ENEMY | ATTACKING | CLASS | REMEDY
——————————|——————————————|————|———-
Aphis (Plant-lice) | Cabbage and other plants, | b | 5,8,6
| especially under glass | |
Asparagus-beetle | Asparagus | a | 13, 12
Asparagus rust | Asparagus | c | 11
Black-rot | Cabbage and the cabbage | d | 10
| group | |
Borers | Squash | b | 4
Caterpillars | Cabbage group | a |12, 14, 4
Caterpillars | Tomato | a | 4
Club-root | Cabbage group | c | see text
Cucumber-beetle | Cucumber and vines | a | 1, 11, 8
(Striped beetle) | | |
Cucumber-wilt | Cucumber and vines | c | 11
Cucumber-blight | Cucumber, muskmelon, | c | 11
| cabbage | |
Cut-worm | Cabbage, tomato, onion | a |2,4,12,13
Flea-beetle | Potato, turnip, radish | a | 11, 5
Potato-beetle | Potato and egg-plant | a |12, 13, 4
Potato-blight | Potato | c | 11
Potato-scab | Potato (tubers) | c | 10
Root-maggot | Radish, onion, cabbage, | a | 4, 3, 9
| melons | |
Squash-bug | Squash, pumpkin | b |4,8,12,5
White-fly | Plants; cucumber, tomato | b | 6, 5, 8
White-grub | Plants | a | 4

However, that the home gardener may be prepared to meet any contingency, I shall take up in brief detail the plant enemies mentioned and the remedies suggested.

Aphis:—The small, soft green plant-lice. They seldom attack healthy growing plants in the field, but are hard to keep off under glass. If once established it will take several applications to get rid of them. Use kerosene or soap emulsion, or tobacco dust. There are also several trade-marked preparations that are good. Aphine, which may be had of any seed house, has proved very effective in my own work, and it is the pleasantest to use that I have so far found.

Asparagus-beetle:—This pest will give little trouble on cleanly cultivated patches. Thorough work with arsenate of lead (1 to 25) will take care of it.

Black-rot:—This affects the cabbage group, preventing heading, by falling of the leaves. In clean, thoroughly limed soil, with proper rotations, it is not likely to appear.
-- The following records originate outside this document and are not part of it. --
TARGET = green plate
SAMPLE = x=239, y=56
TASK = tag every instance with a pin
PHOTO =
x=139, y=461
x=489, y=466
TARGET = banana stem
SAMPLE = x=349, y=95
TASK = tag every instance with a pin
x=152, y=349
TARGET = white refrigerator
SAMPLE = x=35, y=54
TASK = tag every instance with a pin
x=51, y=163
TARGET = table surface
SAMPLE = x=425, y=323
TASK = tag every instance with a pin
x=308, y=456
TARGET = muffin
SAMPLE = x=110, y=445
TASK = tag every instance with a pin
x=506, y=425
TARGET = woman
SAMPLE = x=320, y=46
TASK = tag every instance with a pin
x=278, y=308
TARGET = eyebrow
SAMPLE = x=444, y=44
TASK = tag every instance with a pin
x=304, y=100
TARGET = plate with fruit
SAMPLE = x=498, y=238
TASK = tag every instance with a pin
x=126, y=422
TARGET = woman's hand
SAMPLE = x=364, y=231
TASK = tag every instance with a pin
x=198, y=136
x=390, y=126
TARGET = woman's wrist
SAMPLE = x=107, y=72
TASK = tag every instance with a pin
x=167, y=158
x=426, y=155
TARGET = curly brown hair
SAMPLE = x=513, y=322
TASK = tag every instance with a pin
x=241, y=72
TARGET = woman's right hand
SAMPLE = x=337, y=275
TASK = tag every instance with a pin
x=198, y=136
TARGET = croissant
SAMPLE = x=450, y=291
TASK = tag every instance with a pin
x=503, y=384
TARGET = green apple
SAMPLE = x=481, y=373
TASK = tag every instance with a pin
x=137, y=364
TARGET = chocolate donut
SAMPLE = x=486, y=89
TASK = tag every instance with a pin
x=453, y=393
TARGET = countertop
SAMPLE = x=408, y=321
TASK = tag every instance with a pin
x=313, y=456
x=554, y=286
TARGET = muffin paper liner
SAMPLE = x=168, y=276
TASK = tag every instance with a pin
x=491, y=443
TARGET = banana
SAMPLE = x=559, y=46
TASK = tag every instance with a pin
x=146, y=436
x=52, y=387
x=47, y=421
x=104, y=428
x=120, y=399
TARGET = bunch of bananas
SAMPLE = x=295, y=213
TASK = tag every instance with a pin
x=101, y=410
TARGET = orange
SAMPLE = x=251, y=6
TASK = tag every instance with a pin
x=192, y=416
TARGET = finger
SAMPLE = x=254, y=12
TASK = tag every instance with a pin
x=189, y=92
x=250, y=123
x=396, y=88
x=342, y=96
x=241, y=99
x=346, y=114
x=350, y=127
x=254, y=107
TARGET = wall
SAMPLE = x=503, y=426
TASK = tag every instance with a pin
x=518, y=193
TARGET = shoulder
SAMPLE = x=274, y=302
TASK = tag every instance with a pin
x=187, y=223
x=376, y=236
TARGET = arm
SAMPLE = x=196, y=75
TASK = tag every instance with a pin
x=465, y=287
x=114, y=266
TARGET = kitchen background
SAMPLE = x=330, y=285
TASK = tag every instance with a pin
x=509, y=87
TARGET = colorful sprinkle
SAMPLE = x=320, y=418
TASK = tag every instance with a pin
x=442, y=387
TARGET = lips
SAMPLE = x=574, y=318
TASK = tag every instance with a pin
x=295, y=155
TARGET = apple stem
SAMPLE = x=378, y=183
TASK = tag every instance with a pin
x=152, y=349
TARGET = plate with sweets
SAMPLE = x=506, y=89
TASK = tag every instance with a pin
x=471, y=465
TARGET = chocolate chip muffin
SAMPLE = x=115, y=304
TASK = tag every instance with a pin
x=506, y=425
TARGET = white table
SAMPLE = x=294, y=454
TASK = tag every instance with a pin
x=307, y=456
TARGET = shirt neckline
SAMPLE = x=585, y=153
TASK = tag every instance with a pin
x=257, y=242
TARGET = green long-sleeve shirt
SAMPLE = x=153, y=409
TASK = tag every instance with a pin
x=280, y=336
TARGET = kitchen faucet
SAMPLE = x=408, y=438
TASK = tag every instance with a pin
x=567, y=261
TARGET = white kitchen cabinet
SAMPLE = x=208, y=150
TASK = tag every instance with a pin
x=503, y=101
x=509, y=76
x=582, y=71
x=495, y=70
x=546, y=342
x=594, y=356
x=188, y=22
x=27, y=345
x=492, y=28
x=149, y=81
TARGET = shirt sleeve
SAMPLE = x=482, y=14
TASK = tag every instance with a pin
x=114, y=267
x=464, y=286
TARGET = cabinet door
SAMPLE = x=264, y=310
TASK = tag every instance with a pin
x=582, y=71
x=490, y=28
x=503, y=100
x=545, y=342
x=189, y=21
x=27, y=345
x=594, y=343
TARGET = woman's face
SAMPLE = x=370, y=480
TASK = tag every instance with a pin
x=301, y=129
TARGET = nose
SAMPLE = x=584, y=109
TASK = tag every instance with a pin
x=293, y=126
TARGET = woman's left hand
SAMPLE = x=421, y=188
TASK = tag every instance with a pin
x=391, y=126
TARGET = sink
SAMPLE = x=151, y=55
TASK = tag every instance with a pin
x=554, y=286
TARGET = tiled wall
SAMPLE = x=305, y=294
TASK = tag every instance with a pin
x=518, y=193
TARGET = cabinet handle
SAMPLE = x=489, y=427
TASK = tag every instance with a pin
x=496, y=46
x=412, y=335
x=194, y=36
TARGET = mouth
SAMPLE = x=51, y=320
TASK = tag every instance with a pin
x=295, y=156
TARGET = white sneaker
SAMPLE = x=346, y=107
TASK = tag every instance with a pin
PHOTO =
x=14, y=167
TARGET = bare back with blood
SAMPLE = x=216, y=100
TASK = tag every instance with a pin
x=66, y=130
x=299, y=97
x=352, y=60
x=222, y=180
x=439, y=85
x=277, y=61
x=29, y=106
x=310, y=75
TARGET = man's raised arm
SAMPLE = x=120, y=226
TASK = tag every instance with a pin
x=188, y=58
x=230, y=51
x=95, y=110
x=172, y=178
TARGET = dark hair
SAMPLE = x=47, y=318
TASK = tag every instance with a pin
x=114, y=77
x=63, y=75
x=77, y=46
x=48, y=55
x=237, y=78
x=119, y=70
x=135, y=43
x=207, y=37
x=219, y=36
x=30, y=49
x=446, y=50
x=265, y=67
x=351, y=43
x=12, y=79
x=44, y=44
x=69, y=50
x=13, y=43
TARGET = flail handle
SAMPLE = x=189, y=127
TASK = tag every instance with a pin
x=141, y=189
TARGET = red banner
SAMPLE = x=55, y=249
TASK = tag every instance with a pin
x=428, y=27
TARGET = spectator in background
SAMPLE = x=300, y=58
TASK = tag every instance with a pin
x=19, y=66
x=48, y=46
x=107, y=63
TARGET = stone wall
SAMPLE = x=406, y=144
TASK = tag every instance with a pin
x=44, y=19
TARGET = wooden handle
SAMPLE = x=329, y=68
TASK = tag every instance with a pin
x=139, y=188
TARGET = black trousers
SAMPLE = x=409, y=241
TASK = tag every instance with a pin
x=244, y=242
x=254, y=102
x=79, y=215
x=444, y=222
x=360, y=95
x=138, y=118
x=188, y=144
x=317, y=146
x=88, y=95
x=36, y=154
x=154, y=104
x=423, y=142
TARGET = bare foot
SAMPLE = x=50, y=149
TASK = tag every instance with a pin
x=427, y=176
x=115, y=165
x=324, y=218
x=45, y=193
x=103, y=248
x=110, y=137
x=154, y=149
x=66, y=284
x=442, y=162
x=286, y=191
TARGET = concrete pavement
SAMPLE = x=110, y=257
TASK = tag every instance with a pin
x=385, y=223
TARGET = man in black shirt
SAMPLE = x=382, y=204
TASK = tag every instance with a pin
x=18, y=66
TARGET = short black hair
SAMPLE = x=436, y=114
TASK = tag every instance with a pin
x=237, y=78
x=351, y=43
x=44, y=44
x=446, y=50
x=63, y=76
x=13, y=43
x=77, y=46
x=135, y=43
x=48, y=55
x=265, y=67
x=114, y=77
The seed may be soaked, in cases where the disease has appeared previously, for fifteen minutes in a pint of water in which one of the corrosive sublimate tablets which are sold at drug stores is dissolved.

Borers:—This borer is a flattish, white grub, which penetrates the main stem of squash or other vines near the ground and seems to sap the strength of the plant, even when the vines have attained a length of ten feet or more. His presence is first made evident by the wilting of the leaves during the noonday heat. Coal ashes mixed with the manure in the hill, is claimed to be a preventative. Another is to plant some early squash between the hills prepared for the winter crop, and not to plant the latter until as late as possible. The early squash vines, which act as a trap, are pulled and burned.

Last season almost half the vines in one of my pieces were attacked after many of the squashes were large enough to eat. With a little practice I was able to locate the borer's exact position, shown by a spot in the stalk where the flesh was soft, and of a slightly different color. With a thin, sharp knife-blade the vines were carefully slit lengthwise on this spot, the borer extracted and killed and the vines in almost every instance speedily recovered. Another method is to root the vines by heaping moist earth over several of the leaf joints, when the vines have attained sufficient length.

Cabbage-caterpillar:—This small green worm, which hatches upon the leaves and in the forming heads of cabbage and other vegetables of the cabbage group, comes from the eggs laid by the common white or yellow butterfly of early spring. Pick off all that are visible, and spray with kerosene emulsion if the heads have not begun to form. If they have, use hellebore instead. The caterpillar or worm of tomatoes is a large green voracious one. Hand-picking is the only remedy.

Club-root:—This is a parasitical disease attacking the cabbage group, especially in ground where these crops succeed each other. Lime both soil and seed-bed—at least the fall before planting, unless using a special agricultural lime. The crop infested is sometimes carried through by giving a special dressing of nitrate of soda, guano or other quick-acting powerful fertilizer, and hilled high with moist earth, thus giving a special stimulation and encouraging the formation of new roots. While this does not in any way cure the disease, it helps the crop to withstand its attack. When planting again be sure to use crop rotation and to set plants not grown in infested soil.

Cucumber-beetle:—This is the small, black-and-yellow-striped beetle which attacks cucumbers and other vines and, as it multiplies rapidly and does a great deal of damage before the results show, they must be attended to immediately upon appearance. The vine should be protected with screens until they crowd the frames, which should be put in place before the beetles put in an appearance. If the beetles are still in evidence when the vines get so large that the screens must be removed, keep sprayed with Bordeaux mixture. Plaster, or fine ashes, sifted on the vines will also keep them off to some extent, by keeping the leaves covered.